The present study also showed that the effectiveness of elotuzumab was attenuated by the prior use of daratumumab. The mechanism of action of elotuzumab in MM patients involves the activation of natural killer (NK) cells through both CD16-mediated antibody dependent cellular cytotoxicity and direct co-stimulation via engagement with SLAMF7 as well as promoting antibody-dependent cellular phagocytosis by macrophages7,8,33. As it has been reported that daratumumab decreases the number of NK cells, the depletion of NK cells via daratumumab could attenuate the effectiveness of elotuzumab7,8,33,34. Since we do not routinely check the NK cell counts in practice, we could not confirm the existence of this mechanism. However, higher lymphocyte counts may be a prerequisite for the higher NK cell counts, which needs to be confirmed by another study. We interpreted that the sequence of treatment is important. As daratumumab is more frequently used as a front- or early-line therapy today, candidates for elotuzumab treatment are limited to patients with a low tumor burden after treatment with protease inhibitors and/or immunomodulatory drugs without daratumumab treatment. As the effectiveness of elotuzumab could be attenuated by the prior use of daratumumab, it might be useful to use daratumumab after elotuzumab treatment.

There are limitations in this study. First, this was a retrospective observation study in which the individual physicians decided the treatment. Because this was not a randomized prospective study, a potential selection bias for elotuzumab treatment cannot be ruled out and could not be controlled for in the multivariate analysis. We adapted boot strap method to perform internal validation. However, it was difficult to confirm external validation in our cohort because of the limited number of analyzed patients. Therefore, prospective cohort studies of elotuzumab treatment will be needed to substantiate our results. Second, we could not include the data regarding high-risk cytogenetic abnormalities in our multivariate analysis due to limited data. As high-risk cytogenic abnormalities are one of important prognostic factors, this should also be validated by other studies. Third, we could not analyze the detailed fraction of lymphocytes (such as CD4 + T cells, CD8 + T cells, regulatory T cell, etc.) for further understating the mechanism of elotuzumab. In spite of these limitations, to our knowledge this is the first study to demonstrate that the efficacy of elotuzumab, and potentially other immunotherapies could be predicted by the balance between the tumor burden and host immune status.

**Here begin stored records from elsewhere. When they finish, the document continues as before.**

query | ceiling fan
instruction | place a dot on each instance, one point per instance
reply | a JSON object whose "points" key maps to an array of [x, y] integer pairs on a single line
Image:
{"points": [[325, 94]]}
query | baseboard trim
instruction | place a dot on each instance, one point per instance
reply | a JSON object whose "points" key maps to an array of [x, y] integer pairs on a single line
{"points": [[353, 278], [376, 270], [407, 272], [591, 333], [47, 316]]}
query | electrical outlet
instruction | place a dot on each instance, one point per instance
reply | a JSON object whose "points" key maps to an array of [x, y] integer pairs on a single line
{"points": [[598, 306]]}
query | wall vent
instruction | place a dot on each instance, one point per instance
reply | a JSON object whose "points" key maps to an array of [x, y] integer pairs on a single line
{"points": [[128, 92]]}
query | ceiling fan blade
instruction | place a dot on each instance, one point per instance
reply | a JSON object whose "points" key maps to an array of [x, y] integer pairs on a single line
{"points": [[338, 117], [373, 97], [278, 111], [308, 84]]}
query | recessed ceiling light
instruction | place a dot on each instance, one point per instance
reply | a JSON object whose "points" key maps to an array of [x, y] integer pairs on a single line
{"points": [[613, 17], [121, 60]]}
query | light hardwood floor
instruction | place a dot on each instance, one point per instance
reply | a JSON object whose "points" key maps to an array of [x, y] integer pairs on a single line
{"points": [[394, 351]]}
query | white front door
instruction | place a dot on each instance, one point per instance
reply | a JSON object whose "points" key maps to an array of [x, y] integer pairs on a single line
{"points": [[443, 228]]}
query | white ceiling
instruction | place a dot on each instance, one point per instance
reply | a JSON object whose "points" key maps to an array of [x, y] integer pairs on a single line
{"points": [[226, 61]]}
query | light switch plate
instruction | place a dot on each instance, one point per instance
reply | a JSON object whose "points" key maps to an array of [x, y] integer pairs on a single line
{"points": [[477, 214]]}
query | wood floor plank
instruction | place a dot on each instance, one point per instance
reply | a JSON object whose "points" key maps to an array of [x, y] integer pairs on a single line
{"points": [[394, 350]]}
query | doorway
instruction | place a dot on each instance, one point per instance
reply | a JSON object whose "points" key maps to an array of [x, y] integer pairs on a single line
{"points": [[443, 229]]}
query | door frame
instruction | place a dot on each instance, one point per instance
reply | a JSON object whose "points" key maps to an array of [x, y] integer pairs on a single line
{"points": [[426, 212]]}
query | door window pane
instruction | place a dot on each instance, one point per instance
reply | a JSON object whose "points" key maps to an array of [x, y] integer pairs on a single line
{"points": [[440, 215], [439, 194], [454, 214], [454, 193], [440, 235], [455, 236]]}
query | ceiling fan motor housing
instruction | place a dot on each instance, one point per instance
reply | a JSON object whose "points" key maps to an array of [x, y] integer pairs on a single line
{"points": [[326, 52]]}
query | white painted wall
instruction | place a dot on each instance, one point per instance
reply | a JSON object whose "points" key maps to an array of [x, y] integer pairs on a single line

The strength of our study lies in the point that we tried to identify the predictive markers for elotuzumab treatment using the factors which are easily available in actual clinical practice.

In conclusion, we proposed a new scoring system using lymphocyte counts and the κ/λ ratio or B2MG to predict the TTNT of elotuzumab treatment. This scoring system would be useful for differentiating patients who could benefit from elotuzumab treatment.